Rami Abdurrahman of the Britain-based Syrian Observatory for the Human Rights said the government freed 150 women prisoners and three children in exchange for the nuns. His account was confirmed by the head of Lebanon’s General Security directorate, Gen. Abbas Ibrahim, who has close ties to the government of Syrian President Bashar Assad. Last year, Ibrahim successfully negotiated the release of 11 Lebanese Shiite religious pilgrims who’d been held for more than a year by rebels in northern Syria.
The nuns were abducted Dec. 3 when Syrian rebels took control of the Syrian town of Maaloula, the home of several monasteries and early Christian religious sites. A rebel group fighting in the area that called itself the Free Brigades of Qalamoun said at the time that the nuns had been taken “for their own protection.”
The nuns were then transferred to the custody of the Nusra Front in Yabroud, which described the women as “guests” who would be exchanged for women prisoners held by the Syrian government. A series of escalating demands followed, including the condition that Syria and Lebanon release all of their Islamist prisoners.

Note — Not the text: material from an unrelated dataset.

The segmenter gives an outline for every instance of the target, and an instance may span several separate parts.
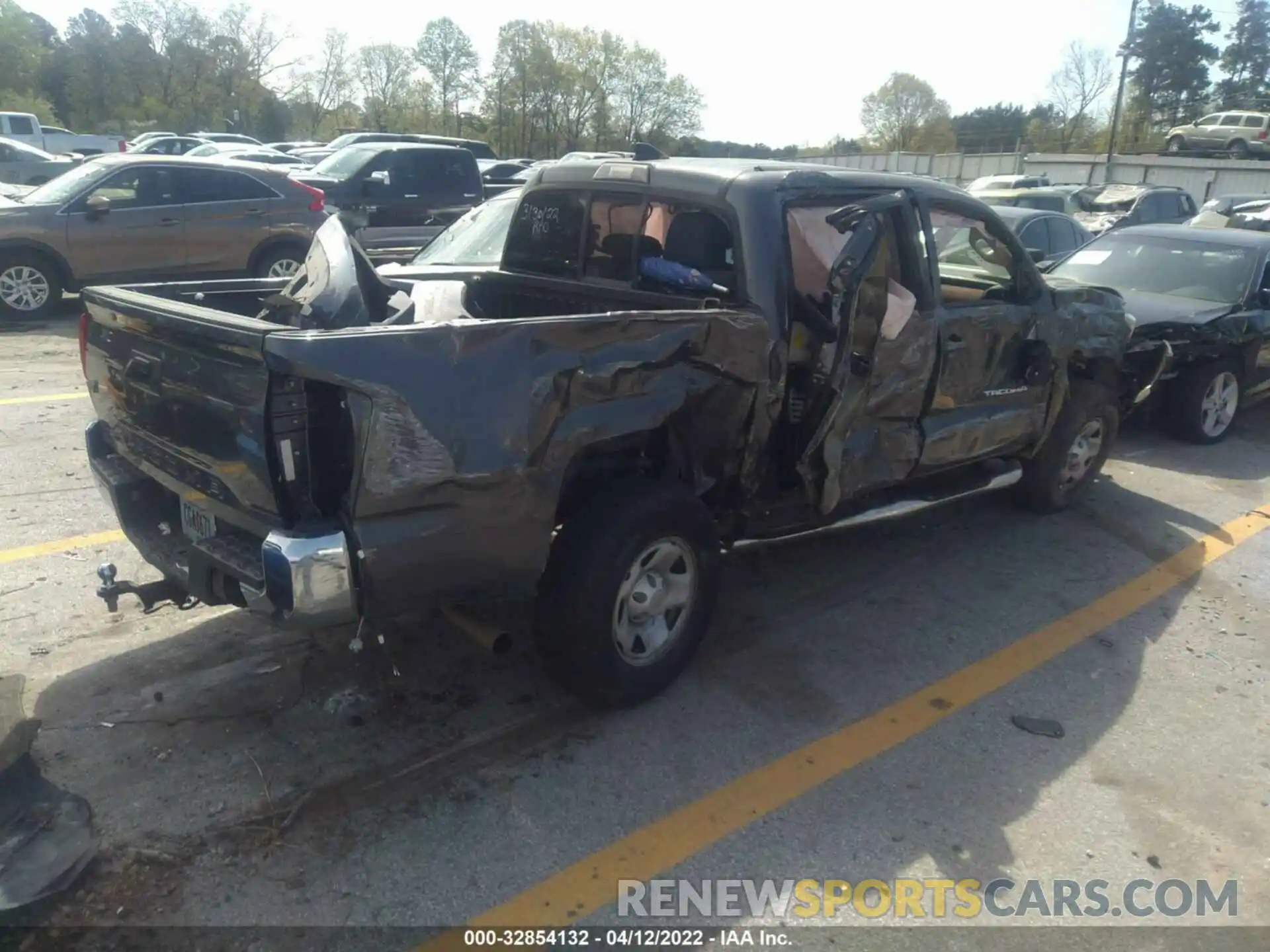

But it was the advance of pro-government forces that really moved the negotiations to a close, the Lebanese official said.
“Nusra knew they would never hurt these nuns and that their deaths by accident would be a disaster, so they opened negotiations through Qatari intelligence to get women and children released and a ransom for the original kidnappers,” he said.
The official said that Nusra appeared genuinely concerned that the nuns not fall into the hands of other rebel groups – including the radical Islamic State of Iraq and Syria, which has specifically targeted Syrian Christians in other regions.
“They were very specific that no ransom would be paid to Nusra, but rather their demands were only humanitarian,” the official said. “But they did make an agreement with the kidnappers when they took control of the nuns that the first rebel group would be paid.”
According to local media reports and people familiar with the case, Gen. Ibrahim negotiated with the Assad government while Qatari intelligence officials used their contacts in rebel units funded by Qatar to negotiate directly with Nusra’s Qalamoun commander and to arrange for the original kidnappers to receive a ransom payment, which the intelligence official described as in the “low millions of dollars.”
The resolution of the kidnapping case came just days after the release of a Danish freelance television journalist whose freedom also appeared to be the result of increased fighting in Qalamoun, a mountainous area along the border with Lebanon. Danish officials told wire services that a deal came into place after concerns on both sides over the intensity of nearby fighting forced both sides to reduce their demands.